Criminal proceedings were suspended Monday for a Lancaster man who allegedly decapitated two of his children and forced his two other children to view their slain siblings' remains, as the court declared a doubt as to his mental competency.
Maurice Jewel Taylor Sr., a 34-year-old personal trainer, appeared in a Lancaster courtroom Monday morning but did not enter a plea. A mental health court hearing and evaluation was scheduled for Jan. 6, and a status update was set for Jan. 13, according to the District Attorney's Office.
Taylor, who is being held in lieu of $4.2 million bail, is charged with two counts of murder for the deaths of his 12-year-old son, Maurice Jr., and 13-year-old daughter, Malaka, along with two felony counts of child abuse under circumstances or conditions likely to cause great bodily injury or death involving his 8- and 9-year-old sons.
The District Attorney's Office confirmed that the two older children were decapitated and that the two younger boys were shown their slain siblings and were forced to stay in their bedrooms for several days without food.
The victims were stabbed Nov. 29, and their bodies were still inside the family's home in the 45000 block of Century Circle when authorities arrived five days later at about 7:50 a.m., according to Los Angeles County Sheriff's Deputy Eric Ortiz.
The suspect's wife and their other two children were questioned by homicide detectives, who arrested the father on the evening of Dec. 4.
Taylor worked at a physical therapy center in Santa Monica but had been conducting training sessions via Zoom due to the coronavirus pandemic. Some of his clients contacted authorities when they could not reach him for scheduled appointments in the week leading up to the discovery of the victims.
Taylor faces a potential state prison sentence of 57 years and four months to life if convicted as charged, according to the Los Angeles County District Attorney's Office.
District Attorney George Gascon mentioned the case during a news conference last Wednesday without naming the defendant, as the newly-seated top prosecutor tried to make the case that his office will pursue appropriate sentences and is not letting criminals off easy by eliminating sentencing enhancements.
"People that commit a crime and where it is appropriate for us to prosecute because we have the admissible evidence to move forward and we believe that the person has committed a crime, they are going to be facing accountability," he said Wednesday. "And that accountability will be proportionate to the crime, and enhancements do not have anything to do with accountability."
Gascon noted that a defendant charged in a "horrific case in Lancaster" could face "more than a half a century" behind bars if he's convicted.
The murder charges against Taylor do not include special circumstance allegations that could have made him eligible for the death penalty or life in prison without the possibility of parole.

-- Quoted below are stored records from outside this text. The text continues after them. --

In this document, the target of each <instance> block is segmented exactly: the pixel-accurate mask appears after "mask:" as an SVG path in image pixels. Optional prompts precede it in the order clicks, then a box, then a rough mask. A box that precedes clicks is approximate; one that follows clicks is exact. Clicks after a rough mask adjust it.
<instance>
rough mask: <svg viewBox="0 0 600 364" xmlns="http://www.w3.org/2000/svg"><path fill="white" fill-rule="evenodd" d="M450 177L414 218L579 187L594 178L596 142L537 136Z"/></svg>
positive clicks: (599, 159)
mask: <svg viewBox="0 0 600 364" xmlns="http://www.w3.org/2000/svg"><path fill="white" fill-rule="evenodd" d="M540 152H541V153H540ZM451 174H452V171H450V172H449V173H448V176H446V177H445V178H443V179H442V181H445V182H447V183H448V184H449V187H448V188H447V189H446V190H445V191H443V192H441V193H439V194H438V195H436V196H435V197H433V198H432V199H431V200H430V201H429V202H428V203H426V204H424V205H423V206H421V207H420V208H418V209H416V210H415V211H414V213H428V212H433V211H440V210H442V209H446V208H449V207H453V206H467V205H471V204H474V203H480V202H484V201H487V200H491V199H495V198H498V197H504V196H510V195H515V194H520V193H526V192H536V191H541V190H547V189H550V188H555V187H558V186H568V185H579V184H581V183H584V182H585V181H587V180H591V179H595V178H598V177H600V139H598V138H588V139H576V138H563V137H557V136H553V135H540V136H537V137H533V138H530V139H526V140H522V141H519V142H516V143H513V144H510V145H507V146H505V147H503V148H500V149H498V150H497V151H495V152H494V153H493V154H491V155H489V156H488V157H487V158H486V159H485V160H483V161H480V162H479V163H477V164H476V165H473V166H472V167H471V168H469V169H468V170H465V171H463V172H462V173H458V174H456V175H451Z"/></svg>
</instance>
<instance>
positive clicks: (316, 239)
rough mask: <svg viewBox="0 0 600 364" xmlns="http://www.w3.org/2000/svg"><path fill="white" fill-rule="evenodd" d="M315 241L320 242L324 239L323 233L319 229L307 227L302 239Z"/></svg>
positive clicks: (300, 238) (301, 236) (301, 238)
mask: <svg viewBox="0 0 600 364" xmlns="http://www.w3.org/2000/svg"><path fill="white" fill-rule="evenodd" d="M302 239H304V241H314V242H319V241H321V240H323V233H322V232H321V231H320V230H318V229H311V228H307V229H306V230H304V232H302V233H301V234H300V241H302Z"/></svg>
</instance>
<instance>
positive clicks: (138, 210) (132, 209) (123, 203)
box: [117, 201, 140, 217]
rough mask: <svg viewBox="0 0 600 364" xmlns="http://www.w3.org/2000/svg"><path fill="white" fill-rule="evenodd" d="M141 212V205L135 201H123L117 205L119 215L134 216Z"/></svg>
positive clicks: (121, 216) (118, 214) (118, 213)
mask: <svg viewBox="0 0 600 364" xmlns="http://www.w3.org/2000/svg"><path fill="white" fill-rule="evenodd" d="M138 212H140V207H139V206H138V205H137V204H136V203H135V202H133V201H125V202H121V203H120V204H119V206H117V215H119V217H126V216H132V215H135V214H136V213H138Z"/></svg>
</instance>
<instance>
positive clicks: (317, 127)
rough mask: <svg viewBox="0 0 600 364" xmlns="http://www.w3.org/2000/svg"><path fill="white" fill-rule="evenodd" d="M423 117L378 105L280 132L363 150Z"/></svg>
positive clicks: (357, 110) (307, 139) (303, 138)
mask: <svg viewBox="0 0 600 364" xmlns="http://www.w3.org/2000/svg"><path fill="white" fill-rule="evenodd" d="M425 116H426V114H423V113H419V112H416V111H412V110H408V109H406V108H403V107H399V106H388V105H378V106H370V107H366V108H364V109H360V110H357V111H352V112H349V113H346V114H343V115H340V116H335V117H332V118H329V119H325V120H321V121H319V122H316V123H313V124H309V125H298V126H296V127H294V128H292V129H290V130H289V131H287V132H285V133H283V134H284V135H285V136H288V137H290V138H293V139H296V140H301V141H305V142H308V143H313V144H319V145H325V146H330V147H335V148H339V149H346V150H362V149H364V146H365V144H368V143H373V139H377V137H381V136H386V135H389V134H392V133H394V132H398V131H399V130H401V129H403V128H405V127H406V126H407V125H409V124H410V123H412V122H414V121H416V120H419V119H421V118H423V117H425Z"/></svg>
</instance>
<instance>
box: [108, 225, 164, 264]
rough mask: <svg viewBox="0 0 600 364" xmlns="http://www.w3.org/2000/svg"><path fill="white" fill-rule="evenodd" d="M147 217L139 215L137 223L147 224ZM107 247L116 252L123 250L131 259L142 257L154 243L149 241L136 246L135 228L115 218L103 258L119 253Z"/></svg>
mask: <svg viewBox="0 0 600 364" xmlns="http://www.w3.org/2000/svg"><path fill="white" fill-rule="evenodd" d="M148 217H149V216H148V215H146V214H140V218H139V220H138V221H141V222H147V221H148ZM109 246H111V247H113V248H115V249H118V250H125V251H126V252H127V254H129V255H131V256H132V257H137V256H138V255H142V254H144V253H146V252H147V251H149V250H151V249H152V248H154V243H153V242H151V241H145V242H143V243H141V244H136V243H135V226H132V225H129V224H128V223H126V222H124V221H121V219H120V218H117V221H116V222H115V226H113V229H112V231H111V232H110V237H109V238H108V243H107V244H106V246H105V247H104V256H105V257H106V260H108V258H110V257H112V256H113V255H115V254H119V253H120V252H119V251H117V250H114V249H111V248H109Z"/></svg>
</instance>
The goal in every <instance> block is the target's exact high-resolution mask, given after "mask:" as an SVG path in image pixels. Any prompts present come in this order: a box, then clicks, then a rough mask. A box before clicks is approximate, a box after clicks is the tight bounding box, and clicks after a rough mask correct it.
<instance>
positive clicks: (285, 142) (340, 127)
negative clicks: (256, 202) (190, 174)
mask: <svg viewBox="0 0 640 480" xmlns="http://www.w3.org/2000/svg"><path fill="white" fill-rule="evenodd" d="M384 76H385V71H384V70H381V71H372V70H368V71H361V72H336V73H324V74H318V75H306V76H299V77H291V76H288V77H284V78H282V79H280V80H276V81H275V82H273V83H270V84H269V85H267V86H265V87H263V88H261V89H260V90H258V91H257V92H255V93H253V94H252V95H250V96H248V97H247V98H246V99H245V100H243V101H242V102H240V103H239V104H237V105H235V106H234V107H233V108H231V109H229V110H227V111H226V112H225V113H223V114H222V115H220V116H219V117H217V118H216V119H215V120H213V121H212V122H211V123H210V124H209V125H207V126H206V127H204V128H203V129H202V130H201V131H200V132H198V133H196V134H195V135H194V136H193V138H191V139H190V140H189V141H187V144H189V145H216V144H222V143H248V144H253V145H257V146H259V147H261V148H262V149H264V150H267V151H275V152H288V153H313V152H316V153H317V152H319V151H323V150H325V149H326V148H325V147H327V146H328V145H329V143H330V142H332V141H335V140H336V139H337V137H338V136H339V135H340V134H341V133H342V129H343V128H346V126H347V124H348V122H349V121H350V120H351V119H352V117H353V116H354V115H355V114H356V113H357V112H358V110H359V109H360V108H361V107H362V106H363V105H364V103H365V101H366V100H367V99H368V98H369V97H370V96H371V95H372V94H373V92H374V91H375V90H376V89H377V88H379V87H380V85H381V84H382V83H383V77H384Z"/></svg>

The district attorney said he has heard about the "hue and cry" about how the filing decision may "somehow provide less safety for our community in the case."
"What would be the utility to take somebody that is probably going to spend the rest of his life in prison to continue to add years and waste taxpayers' money on additional litigation?" he asked.
Some judges have refused to dismiss allegations that could lead to stricter sentences, but the D.A.'s office has the option to amend complaints to eliminate enhancements administratively.
As judges, prosecutors and victims of crime spoke out against or refused to comply with Gascon's change in policy, the new D.A. met with members of the community. On Friday, he issued a letter saying he would allow prosecutors to seek enhancements in crimes involving children, elderly victims or victims targeted because of race, ethnicity, nationality, religion, sexual orientation, gender, or mental or physical disability.
However, Gascon continued to insist that enhancements are not in the interest of justice and are "a principal driver of mass incarceration."
Pointing to research indicating that those who serve excessive sentences are more likely to commit new crimes, the district attorney reiterated his commitment to eliminate gang and dozens of other enhancements.
"They are outdated, incoherent and applied unfairly," he said. "Plus, no compelling evidence exists that they improve public safety."